BRIEF DESCRIPTION OF THE DRAWINGS

FIG. 1A is a system diagram of a stationary-dynamic video surveillance system of this invention.

FIG. 1B is a system diagram of a single camera enabled to perform the stationary-dynamic video surveillance functions processed and controlled by a surveillance controller of this invention.

FIGS. 2A and 2B are diagrams for illustrating the computations of the correct pan DOF if optical and pan centers are collocated, and if the optical and pan centers are not collocated respectively.

FIG. 3 is a diagram for showing the errors in centering with an assumption of computational collocation of the optical center on the rotation axis

FIG. 4 is a system diagram for illustrating a feedback control loop implemented in a preferred embodiment for controlling the master and slave cameras of this invention.

FIGS. 5A to 5C are diagrams for showing respectively (a) the relation between requested and realized angle of rotation for Sony PTZ camera, (b) the mean projection error as a function of pan angle, and (c) the mean projection error as a function of depth for our model and naïve models.

FIGS. 6A to 6D are diagrams for showing the centering errors under different kinds of surveillance measurement conditions.

FIG. 7A to 7D are surveillance video images before and after the calibration of the surveillance system applying the on-line servo control algorithms disclosed in this invention.

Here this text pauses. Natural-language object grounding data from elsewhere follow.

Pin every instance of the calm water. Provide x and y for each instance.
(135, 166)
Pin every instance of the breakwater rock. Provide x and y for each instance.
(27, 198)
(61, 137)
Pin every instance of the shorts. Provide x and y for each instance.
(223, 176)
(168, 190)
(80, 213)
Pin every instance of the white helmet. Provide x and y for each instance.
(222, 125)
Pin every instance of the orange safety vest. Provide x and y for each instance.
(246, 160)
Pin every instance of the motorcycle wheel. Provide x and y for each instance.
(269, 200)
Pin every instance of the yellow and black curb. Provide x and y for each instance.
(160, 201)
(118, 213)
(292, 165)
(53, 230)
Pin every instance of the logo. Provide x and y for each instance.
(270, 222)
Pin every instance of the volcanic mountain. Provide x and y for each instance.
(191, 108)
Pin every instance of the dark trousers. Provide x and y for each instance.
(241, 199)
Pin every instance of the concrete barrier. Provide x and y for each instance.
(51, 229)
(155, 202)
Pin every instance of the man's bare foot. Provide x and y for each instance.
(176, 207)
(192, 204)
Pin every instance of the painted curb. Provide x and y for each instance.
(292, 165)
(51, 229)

DETAILED DESCRIPTION OF THE PREFERRED EMBODIMENT

Referring to FIG. 1A for a preferred embodiment of this invention to address the problem of selective focus-of-attention. The surveillance system is configured to include a stationary-dynamic that may be implemented as a master-slave camera assembly for video surveillance. The camera assembly includes a stationary, e.g., a master camera 110, and a dynamic, e.g., a slave camera 120, for carrying out a video surveillance of an area that includes a gate 130 where two persons are entering the area of surveillance. As will be discussed further below, the selective focus-of-attention configuration implemented in this camera assembly is able to provide an image of each individual moving object with improved resolution. The master camera 110 performs a global, wide field-of-view analysis of the motion patterns in a surveillance zone. The slave camera 120 is then directed by the master camera to obtain detail views of the subjects and behaviors under the guidance of the master camera 110. FIG. 1B shows an alternate preferred embodiment with a dynamic camera 140 controlled by a video-surveillance controller (not shown) to dynamically carry out the functions performed by the stationary-dynamic cameras as shown in FIG. 1A and described below.

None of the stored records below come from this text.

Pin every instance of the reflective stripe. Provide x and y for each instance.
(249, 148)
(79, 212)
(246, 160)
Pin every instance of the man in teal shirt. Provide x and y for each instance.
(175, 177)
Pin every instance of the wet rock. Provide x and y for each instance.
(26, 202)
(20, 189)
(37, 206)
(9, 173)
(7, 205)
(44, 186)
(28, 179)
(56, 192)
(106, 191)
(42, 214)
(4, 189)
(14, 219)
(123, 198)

Specifically, the scenario addressed in this application is one where multiple cameras, or multiple camera surveillance functions carried out by a single camera processed by a surveillance controller, are used for monitoring an extended surveillance area. This can be an outdoor parking lot, an indoor arrival/departure lounge in an airport, a meeting hall in a hotel, etc. In order to achieve a large area of coverage with a limited supply of hardware, it is often desirable to configure the surveillance cameras in such a way that each camera covers a large field of view. However, if suspicious persons/activities are identified through video analysis, it then often desirable to obtain close-up views of the suspicious subjects for further scrutiny and potential identification, e.g., to obtain a close-up view of the license plate of a car or the face of a person. These two requirements, i.e., a large field of view and the ability of selective focus-of-attention, oftentimes impose conflicting constraints on the system configuration and camera parameters. For instance, a large field-of-view is achieved using a lens of a short focal length while selective focus-of-attention requires a lens of a long focal length.

To satisfactorily address these system design issues, a system configuration as disclosed in a preferred embodiment is to construct highly-compartmentalized surveillance stations and employ these stations in a cooperative and hierarchical manner to achieve large areas of coverage and selective focus-of-attention. In the present invention, an extended surveillance area, e.g., an airport terminal building will be partitioned into partially overlapped surveillance zones. While the shape and size of a surveillance zone depend on the particular locale and the number of stationary cameras used and their configuration may vary, the requirement is that the fields-of-view of the stationary cameras deployed should cover, collectively, the whole surveillance area (a small amount of occlusion by architectural fixtures, decoration, and plantation is unavoidable) and overlap partially to facilitate registration and correlation of events observed by multiple cameras.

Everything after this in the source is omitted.